Но вернемся в начало века. Появление концепции условного рефлекса и быстрое формирование вокруг нее крупного и сплоченного научного направления с обширной и амбициозной исследовательской программой резко изменило расстановку сил в сообществе исследователей поведения. Как уже говорилось, работы Павлова были приняты на ура американской экспериментальной зоопсихологией – как набирающим силу бихевиористским направлением, так и теми, кто не относил себя к нему и даже полемизировал с ним. Однако ни те ни другие чаще всего не занимались физиологическими механизмами поведения: одни по идейным соображениям, другие – просто потому, что не обладали техническими навыками физиологического эксперимента. (Разумеется, были и исключения – и об одном из них мы вскоре поговорим.) Появление школы Павлова даже усилило эту тенденцию – павловцы как бы прикрыли «физиологический тыл» сравнительной психологии, подвели под нее необходимую базу, и теперь самим психологам можно было спокойно заниматься собственными проблемами. С другой стороны, приход павловской школы резко изменил ситуацию для физиологов-поведенщиков (довольно немногочисленных и далеко не единых в своих взглядах): если до того каждый мог развивать собственный подход к поведению, не слишком оглядываясь на коллег, то появление столь мощного исследовательского направления вынуждало как-то определяться по отношению к нему: либо признавать его основные положения, либо открыто оспаривать их. (Примерно так появление в середине XIX века теории Дарвина заставило всех тогдашних натуралистов определить свою позицию по вопросу об эволюции.) И независимо от выбора, сделанного тем или иным ученым[86]

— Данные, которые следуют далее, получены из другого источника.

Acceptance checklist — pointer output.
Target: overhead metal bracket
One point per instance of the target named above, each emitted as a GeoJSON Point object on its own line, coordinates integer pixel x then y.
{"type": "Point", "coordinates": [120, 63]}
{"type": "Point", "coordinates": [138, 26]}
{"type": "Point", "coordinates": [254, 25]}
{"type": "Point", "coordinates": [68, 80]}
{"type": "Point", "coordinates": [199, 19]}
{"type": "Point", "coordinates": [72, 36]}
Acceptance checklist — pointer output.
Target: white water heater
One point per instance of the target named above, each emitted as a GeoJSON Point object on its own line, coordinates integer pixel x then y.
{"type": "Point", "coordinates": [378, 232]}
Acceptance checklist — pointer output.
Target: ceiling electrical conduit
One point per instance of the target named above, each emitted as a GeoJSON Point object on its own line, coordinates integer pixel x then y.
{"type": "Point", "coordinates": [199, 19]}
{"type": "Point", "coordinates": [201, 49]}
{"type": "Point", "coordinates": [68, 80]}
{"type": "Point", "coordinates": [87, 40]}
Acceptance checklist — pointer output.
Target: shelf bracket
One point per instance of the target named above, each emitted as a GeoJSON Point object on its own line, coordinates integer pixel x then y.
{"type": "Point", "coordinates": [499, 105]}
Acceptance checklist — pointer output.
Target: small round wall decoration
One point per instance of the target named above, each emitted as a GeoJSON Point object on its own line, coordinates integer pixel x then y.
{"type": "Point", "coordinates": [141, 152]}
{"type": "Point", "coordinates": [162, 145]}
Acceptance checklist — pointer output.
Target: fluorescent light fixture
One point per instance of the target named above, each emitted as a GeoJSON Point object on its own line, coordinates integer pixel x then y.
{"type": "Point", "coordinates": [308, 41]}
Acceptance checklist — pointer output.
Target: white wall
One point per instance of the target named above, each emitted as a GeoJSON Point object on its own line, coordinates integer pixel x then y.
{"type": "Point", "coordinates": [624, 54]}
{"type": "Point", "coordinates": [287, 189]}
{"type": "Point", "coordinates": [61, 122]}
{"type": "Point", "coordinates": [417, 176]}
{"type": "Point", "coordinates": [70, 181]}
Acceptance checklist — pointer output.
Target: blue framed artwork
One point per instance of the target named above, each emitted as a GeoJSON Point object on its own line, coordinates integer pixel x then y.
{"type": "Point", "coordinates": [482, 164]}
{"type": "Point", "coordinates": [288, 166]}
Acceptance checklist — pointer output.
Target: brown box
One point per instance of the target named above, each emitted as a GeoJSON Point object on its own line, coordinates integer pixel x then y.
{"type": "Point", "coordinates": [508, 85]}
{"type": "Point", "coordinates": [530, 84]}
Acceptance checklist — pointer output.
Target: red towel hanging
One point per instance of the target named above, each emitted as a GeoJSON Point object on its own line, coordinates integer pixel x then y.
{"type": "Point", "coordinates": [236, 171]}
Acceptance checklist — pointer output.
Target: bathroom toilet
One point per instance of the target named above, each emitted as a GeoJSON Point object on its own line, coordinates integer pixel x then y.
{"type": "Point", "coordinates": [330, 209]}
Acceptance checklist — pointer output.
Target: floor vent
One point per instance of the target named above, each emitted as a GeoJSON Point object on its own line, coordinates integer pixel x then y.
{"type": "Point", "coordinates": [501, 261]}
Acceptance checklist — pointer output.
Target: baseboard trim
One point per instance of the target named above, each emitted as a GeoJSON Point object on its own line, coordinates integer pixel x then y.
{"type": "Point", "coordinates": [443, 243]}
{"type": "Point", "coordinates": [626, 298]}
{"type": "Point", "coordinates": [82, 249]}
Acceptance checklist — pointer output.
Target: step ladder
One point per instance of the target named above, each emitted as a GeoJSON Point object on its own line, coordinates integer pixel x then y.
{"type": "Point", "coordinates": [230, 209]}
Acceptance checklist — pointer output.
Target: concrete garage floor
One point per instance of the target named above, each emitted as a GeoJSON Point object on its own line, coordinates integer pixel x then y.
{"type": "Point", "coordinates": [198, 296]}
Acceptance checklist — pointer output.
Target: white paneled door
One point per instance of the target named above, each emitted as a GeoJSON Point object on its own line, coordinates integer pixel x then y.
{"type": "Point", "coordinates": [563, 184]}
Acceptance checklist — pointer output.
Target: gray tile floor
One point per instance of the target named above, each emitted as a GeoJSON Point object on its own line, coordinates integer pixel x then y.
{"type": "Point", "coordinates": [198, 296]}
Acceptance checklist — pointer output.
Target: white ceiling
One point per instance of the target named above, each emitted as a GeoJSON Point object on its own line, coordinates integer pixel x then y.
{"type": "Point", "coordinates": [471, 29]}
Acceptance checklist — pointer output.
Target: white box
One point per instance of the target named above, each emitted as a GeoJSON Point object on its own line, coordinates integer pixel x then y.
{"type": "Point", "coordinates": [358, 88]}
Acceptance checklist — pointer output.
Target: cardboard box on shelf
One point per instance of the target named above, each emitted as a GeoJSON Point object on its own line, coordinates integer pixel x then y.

, исследование физиологических аспектов поведения стало однозначно ассоциироваться именно со школой и подходом Павлова. Грубо говоря, павловцы помимо своей воли оказались в значительной мере монополистами физиологического подхода к поведению, единственными физиологами в глазах психологов и единственными психологами в глазах физиологов. Внешне это проявлялось в том, что начиная с 1910-х годов в мировой науке не возникало ни новых физиологических теорий поведения, ни новых школ исследования поведения в рамках физиологической традиции (за исключением разве что небольшой школы фон Юкскюля), хотя физиология в эти годы развивалась очень активно и успешно. Даже такое выдающееся достижение этого времени, как работы Карла фон Фриша на пчелах, начавшиеся как чисто физиологические исследования органов чувств и приведшие в итоге к открытию и расшифровке пчелиного языка танцев, не породили ни новой общей теории, ни новой школы.На эти процессы своеобразно наложились социально-политические обстоятельства в самой России. Несмотря на резко отрицательное личное отношение Павлова к большевистскому перевороту и установленной большевиками политической системе, советское правительство даже во время гражданской войны сделало максимум возможного для сохранения павловской научной школы – и ему это удалось. С началом же НЭПа и появлением у режима финансовых возможностей для внятной научной политики на Павлова и его направление пролился золотой дождь. Сам Павлов, по-прежнему не любивший большевиков (и особенно их манеру обращения с наукой), тем не менее признавал, что таких возможностей, которые они ему предоставили, не только не было ни у одного физиолога старой России, но нет и ни у одного физиолога современной Европы[87]
.Для нашего рассказа не так уж важно, какие учреждения входили в сложившуюся в 1920-е годы научную империю Павлова, каким оборудованием и какой экспериментальной базой они располагали. В этих привходящих обстоятельствах для нас важны два момента. Во-первых, штат научных учреждений, так или иначе руководимых Павловым, включал в себя многие сотни научных работников – что в условиях тогдашней России означало, что почти все ученые, способные и желающие работать в этой области, работали именно там. Все еще существовавшие непавловские центры изучения поведения животных (Зоопсихологическая лаборатория, созданная знаменитым дрессировщиком Владимиром Дуровым, отдел зоопсихологии в Дарвиновском музее, возглавляемый Ладыгиной-Котс, группа зоопсихологии в Психологическом институте при МГУ и другие) чем дальше, тем больше выглядели чем-то маргинальным, архаичным и глубоко провинциальным. И во-вторых, мнение Павлова стало решающим в вопросах определения перспективности новых направлений исследований. При всей научной и человеческой щепетильности Ивана Петровича (ни одно учреждение или направление в «поднадзорных» ему областях науки не было закрыто по его инициативе – в том числе из тех, чьи исследования он сам считал совершенно пустыми и бесперспективными) это неизбежно означало установление научной монополии. То есть объективно монопольное положение павловской школы в своей области дополнительно усиливалось организационно-административными мерами.